Let the numbers to be inserted be [tex]\(a_2\)[/tex] and [tex]\(a_3\)[/tex], forming a sequence: [tex]\(3, a_2, a_3, 81\)[/tex].

In a G.P., the ratio [tex]\(r\)[/tex] between successive terms is constant:
[tex]\[ r = \frac{a_2}{3} = \frac{a_3}{a_2} = \frac{81}{a_3} \][/tex]

We solve for [tex]\(r\)[/tex]:

[tex]\[ a_2 = 3r \quad \text{and} \quad a_3 = 3r^2 \][/tex]

Using [tex]\(a_3\)[/tex]:

[tex]\[ 3r^2 = 81 \implies r^2 = 27 \implies r = \sqrt{27} = 3\sqrt{3} \][/tex]

Now, substituting [tex]\(r\)[/tex]:

[tex]\[ a_2 = 3 \cdot 3\sqrt{3} = 9\sqrt{3} \][/tex]

[tex]\[ a_3 = 3 \cdot (3\sqrt{3})^2 = 3 \cdot 27 = 81 \][/tex]

Thus, the numbers are [tex]\(9\sqrt{3}\)[/tex] and it self-raised term [tex]\(3(3\sqrt{3}) = 81\)[/tex].

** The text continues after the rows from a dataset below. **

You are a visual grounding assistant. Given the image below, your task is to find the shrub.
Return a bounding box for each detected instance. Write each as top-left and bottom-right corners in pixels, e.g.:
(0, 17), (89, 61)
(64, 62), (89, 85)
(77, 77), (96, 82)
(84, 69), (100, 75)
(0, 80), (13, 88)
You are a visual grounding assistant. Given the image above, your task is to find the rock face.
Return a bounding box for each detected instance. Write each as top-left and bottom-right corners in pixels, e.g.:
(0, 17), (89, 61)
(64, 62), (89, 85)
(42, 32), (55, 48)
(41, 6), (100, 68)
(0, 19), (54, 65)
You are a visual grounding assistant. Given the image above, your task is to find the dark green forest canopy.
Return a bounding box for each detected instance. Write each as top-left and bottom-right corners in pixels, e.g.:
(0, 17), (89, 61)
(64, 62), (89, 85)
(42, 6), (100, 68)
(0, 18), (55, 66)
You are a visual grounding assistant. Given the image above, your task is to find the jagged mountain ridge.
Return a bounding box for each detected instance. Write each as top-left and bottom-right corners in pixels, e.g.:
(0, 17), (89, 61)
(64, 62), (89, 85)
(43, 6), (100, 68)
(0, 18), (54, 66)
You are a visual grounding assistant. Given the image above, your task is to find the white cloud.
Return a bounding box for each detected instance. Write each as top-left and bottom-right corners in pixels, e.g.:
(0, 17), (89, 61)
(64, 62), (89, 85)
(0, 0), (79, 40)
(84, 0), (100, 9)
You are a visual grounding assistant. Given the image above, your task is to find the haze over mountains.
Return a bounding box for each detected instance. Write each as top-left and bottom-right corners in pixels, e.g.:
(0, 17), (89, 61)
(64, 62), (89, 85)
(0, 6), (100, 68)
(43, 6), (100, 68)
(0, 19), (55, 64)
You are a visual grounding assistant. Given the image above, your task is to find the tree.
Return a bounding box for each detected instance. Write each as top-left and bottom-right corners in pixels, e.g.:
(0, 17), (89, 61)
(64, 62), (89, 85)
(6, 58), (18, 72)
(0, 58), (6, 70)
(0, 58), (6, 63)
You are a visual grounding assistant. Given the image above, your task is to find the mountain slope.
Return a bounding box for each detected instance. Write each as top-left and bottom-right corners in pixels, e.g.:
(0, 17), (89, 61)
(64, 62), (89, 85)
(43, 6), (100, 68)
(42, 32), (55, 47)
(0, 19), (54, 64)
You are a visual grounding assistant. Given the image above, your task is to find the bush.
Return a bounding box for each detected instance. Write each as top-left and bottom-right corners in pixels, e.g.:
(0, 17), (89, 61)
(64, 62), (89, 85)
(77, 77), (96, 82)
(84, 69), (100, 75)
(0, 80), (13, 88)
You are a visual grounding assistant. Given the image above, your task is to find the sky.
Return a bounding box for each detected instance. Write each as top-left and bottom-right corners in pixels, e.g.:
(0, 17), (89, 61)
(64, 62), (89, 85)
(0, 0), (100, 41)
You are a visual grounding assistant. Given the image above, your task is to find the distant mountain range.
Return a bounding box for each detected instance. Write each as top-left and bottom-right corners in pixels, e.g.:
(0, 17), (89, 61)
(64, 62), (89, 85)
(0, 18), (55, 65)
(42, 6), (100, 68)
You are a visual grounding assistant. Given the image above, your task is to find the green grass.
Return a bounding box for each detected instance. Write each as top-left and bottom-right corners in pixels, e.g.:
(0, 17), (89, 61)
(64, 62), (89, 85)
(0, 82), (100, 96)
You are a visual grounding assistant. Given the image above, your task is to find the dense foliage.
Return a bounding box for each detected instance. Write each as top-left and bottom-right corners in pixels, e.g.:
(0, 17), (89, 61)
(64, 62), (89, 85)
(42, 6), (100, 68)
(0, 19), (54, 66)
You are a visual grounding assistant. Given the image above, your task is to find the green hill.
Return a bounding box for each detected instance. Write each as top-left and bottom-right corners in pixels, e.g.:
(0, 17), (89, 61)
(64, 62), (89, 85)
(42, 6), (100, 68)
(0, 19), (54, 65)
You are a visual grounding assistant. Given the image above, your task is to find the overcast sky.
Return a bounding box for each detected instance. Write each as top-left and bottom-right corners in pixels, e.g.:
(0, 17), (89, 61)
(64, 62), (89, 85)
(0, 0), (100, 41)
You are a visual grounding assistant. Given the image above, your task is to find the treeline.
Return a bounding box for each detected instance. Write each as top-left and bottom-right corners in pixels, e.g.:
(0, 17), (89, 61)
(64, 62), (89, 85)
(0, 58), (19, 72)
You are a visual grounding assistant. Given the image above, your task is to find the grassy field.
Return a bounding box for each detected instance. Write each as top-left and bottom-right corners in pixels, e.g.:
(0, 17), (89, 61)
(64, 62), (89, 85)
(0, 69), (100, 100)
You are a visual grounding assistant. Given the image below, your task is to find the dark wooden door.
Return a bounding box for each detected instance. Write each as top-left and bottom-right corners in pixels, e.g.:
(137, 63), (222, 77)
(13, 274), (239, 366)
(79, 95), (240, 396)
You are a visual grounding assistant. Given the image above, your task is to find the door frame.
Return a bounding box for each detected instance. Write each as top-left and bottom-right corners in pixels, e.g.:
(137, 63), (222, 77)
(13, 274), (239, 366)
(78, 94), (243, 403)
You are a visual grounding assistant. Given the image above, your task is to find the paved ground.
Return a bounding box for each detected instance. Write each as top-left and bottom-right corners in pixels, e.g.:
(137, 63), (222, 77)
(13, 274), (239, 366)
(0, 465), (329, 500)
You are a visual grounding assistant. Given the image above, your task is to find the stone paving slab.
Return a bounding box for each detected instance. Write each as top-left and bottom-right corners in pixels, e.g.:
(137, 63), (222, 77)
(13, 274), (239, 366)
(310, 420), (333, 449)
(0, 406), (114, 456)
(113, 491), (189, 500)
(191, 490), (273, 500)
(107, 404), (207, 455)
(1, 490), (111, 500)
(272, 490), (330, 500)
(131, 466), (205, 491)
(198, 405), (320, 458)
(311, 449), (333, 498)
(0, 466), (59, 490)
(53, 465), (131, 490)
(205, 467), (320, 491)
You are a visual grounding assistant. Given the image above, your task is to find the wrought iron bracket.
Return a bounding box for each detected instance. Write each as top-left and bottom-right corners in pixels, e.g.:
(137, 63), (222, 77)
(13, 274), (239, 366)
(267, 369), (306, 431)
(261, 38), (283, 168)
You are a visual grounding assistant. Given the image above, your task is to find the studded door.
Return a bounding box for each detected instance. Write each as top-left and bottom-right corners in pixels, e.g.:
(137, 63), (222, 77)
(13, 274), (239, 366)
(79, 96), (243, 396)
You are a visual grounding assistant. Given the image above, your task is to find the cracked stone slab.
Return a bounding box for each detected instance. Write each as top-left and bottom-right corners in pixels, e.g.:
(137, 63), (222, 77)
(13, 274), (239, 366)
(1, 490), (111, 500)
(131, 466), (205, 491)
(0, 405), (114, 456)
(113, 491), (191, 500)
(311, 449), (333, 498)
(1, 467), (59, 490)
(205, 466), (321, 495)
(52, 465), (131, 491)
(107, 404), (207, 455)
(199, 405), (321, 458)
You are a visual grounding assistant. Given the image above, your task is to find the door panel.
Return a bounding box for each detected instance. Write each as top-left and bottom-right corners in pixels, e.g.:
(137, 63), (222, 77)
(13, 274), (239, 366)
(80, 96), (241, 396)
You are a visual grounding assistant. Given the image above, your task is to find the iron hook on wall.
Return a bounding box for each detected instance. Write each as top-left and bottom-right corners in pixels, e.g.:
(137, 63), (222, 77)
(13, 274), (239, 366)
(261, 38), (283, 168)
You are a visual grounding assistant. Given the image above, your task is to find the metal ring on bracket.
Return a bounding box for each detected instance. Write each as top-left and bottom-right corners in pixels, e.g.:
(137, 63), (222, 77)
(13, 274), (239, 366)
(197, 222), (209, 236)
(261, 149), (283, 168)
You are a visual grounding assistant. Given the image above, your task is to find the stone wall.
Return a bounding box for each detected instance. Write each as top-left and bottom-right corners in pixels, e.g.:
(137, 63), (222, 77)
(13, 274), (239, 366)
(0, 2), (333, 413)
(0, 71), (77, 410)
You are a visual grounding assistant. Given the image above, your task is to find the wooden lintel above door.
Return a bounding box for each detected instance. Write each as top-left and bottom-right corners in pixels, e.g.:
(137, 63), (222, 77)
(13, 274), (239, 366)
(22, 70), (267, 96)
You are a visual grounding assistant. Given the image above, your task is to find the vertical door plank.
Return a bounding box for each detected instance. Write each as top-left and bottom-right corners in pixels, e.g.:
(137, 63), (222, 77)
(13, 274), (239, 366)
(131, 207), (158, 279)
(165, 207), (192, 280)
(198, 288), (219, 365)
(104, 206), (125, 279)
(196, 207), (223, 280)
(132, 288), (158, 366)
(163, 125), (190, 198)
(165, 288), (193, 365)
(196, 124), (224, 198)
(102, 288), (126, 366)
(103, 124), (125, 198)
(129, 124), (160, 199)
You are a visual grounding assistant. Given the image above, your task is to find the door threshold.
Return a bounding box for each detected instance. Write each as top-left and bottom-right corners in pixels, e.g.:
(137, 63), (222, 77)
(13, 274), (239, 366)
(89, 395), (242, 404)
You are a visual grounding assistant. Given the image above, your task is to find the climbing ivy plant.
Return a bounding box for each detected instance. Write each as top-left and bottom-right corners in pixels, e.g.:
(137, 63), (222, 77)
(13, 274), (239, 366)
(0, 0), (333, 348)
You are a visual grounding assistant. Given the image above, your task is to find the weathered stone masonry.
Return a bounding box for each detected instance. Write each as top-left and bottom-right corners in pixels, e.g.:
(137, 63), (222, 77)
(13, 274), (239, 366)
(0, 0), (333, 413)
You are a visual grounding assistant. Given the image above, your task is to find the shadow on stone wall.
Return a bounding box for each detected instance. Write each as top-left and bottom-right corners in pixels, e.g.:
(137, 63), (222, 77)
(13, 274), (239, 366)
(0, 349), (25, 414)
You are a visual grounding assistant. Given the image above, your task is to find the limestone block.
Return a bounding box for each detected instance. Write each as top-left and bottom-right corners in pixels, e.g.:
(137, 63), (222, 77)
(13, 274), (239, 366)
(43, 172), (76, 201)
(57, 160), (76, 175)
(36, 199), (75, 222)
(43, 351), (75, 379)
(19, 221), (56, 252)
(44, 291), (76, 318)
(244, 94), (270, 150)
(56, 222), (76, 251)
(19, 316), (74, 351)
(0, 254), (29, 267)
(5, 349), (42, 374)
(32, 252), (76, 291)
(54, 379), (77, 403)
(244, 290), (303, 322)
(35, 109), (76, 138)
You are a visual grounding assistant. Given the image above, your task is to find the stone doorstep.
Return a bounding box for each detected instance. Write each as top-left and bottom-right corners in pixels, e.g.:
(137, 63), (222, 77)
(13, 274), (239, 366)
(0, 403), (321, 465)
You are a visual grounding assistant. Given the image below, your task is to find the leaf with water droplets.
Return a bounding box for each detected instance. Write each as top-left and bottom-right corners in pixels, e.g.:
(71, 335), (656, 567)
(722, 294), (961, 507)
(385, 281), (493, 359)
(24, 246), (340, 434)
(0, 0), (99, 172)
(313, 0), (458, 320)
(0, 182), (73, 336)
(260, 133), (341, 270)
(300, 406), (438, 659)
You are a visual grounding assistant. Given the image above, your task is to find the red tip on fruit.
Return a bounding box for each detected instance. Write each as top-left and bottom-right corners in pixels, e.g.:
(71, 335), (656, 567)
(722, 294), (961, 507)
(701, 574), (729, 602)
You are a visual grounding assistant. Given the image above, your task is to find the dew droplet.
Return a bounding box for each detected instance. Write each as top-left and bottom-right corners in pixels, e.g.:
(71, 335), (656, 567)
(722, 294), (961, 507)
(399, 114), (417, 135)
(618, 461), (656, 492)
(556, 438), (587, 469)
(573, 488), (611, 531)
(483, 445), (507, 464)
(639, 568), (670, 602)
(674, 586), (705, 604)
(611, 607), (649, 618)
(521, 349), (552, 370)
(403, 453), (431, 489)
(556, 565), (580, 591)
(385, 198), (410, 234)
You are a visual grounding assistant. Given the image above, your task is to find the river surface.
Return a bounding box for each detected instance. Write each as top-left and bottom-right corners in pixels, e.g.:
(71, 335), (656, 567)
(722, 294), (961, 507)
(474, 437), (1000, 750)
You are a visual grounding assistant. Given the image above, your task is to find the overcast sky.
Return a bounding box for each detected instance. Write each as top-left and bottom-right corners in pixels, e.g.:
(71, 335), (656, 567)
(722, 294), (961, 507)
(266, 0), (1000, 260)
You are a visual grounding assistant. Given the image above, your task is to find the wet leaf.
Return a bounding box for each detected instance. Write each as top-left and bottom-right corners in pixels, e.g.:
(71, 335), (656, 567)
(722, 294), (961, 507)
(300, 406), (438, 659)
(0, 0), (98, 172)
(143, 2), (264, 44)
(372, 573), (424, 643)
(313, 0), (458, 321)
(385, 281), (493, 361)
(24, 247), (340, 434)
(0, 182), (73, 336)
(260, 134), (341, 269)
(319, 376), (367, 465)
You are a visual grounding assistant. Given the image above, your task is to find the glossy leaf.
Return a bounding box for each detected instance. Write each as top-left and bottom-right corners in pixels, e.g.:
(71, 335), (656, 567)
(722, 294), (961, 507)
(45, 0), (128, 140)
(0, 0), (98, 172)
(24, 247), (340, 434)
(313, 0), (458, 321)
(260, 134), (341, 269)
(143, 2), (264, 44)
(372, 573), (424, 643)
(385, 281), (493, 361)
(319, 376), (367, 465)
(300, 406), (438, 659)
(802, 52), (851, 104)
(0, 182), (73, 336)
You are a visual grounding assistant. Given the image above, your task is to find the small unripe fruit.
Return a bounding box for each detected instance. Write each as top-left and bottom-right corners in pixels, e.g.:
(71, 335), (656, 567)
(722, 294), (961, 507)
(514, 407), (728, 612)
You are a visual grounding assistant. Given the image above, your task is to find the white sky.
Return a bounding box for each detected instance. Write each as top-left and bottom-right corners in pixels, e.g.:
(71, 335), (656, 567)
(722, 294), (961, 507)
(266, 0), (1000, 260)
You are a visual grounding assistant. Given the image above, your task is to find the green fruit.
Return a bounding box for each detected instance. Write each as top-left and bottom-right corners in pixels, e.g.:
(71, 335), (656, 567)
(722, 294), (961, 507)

### f) Find the value of [tex]\({}^{13}C_2\)[/tex].

The binomial coefficient, [tex]\({}^{n}C_r\)[/tex], is calculated as:

[tex]\[ {}^{n}C_r = \frac{n!}{r!(n-r)!} \][/tex]

For [tex]\({}^{13}C_2\)[/tex]:

[tex]\[ {}^{13}C_2 = \frac{13!}{2!(13-2)!} = \frac{13!}{2! \cdot 11!} \][/tex]

Simplifying the factorials:

[tex]\[ \frac{13 \cdot 12 \cdot 11!}{2 \cdot 1 \cdot 11!} = \frac{13 \cdot 12}{2 \cdot 1} = \frac{156}{2} = 78 \][/tex]

Thus, [tex]\({}^{13}C_2 = 78\)[/tex].

These detailed steps should help in understanding each specific part of the math problems provided!